Gaming and tourism eclipse other sectors: The pandemic has significantly impacted Macau’s tourism and gaming sectors. These market distortions had started to moderate in 2021 as Macau slowly opened to mainland tourists, but an outbreak in May and June of 2022 that necessitated a 14-day lockdown, has further clouded the future for Macao’s economy. Gaming revenues that mirror historical averages (in 2019, Macau’s gross gaming revenue reached US$36.6 billion) are not expected to rebound until concrete measures to restore quarantine free travel to both mainland China, Hong Kong, and international travelers are announced.
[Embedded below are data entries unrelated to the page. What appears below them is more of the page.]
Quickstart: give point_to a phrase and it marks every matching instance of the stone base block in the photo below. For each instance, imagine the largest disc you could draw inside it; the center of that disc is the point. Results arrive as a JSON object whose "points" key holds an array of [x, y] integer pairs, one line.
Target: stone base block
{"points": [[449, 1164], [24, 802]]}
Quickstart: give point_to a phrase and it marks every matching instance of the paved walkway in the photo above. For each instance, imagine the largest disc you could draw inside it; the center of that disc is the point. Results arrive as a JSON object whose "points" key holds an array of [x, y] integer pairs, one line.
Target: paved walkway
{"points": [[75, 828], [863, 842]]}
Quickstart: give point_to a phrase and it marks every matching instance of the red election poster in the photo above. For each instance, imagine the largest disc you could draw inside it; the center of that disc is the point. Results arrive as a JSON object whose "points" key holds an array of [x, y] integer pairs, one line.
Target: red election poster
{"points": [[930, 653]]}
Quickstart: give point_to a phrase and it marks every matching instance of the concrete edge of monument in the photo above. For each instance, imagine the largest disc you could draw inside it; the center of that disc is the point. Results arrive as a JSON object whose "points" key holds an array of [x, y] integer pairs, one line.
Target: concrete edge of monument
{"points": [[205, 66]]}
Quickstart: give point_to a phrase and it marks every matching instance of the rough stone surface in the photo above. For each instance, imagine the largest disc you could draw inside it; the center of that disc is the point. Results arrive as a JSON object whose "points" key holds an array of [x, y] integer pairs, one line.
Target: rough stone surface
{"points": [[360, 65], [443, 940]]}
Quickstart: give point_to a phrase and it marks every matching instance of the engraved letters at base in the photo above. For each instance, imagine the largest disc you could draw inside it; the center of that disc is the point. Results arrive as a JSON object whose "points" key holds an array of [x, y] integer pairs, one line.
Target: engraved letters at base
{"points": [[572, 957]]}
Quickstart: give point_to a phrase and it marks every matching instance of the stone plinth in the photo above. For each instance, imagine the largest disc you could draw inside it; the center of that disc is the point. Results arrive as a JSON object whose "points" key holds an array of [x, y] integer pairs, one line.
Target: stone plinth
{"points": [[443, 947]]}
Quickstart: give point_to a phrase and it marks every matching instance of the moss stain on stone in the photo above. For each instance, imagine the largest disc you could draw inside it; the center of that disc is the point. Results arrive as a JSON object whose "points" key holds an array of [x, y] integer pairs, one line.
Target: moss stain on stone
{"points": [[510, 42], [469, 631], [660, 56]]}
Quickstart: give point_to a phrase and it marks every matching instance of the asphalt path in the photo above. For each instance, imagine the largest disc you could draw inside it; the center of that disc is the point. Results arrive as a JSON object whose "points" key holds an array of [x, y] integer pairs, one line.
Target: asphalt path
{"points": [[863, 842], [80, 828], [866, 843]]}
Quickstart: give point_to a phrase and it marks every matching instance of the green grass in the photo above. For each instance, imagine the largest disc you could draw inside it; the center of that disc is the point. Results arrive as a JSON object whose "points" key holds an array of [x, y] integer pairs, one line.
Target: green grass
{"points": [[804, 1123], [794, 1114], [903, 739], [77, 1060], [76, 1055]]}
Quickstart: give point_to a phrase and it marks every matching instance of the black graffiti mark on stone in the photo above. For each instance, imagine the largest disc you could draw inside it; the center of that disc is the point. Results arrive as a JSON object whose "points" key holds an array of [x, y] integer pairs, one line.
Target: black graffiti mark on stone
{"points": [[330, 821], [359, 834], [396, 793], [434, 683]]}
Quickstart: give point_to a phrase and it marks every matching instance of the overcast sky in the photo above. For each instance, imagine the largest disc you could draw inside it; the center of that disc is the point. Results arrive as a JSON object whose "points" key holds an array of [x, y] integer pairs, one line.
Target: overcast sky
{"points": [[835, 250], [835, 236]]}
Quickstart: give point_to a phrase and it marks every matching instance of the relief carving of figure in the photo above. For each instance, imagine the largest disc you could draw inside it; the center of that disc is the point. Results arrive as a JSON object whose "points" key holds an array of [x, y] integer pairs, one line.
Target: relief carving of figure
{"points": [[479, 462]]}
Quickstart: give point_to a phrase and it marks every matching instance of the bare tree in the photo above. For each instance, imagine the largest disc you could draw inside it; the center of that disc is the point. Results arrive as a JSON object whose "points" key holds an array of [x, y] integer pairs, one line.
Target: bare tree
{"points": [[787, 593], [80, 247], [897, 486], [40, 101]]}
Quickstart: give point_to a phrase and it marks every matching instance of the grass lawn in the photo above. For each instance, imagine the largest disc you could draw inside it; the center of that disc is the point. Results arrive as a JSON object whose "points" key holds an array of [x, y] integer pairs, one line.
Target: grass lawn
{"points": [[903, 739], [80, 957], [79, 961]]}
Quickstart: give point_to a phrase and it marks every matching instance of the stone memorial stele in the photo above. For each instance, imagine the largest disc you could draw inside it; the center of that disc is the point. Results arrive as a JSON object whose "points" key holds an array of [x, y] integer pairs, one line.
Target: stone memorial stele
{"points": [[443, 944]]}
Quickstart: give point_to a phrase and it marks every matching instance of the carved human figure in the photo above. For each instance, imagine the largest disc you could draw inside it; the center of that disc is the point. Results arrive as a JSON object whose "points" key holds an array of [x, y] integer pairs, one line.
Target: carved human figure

However, there are opportunities in non-gaming sectors that do afford opportunities for U.S. firms including smart building, healthcare, and architectural/design services etc.
Pandemic-driven restrictions push more expats to join exodus: After more than two years of living in the city with some of the world’s strictest pandemic travel restrictions, including mandatory quarantine for overseas arrivals, a substantial number of foreign professionals have decided to leave the city. Macau saw a reduction of some 28,500 non-resident workers in the two years from the first quarters of 2020, down to168,000, of which non-resident specialized workers had dropped by 17 percent to 5,310 between December 2020 and January 2022, according to Macau’s statistics service. The broad-based shortage of talent will inevitably restrict Macau’s efforts in diversifying the city’s economy.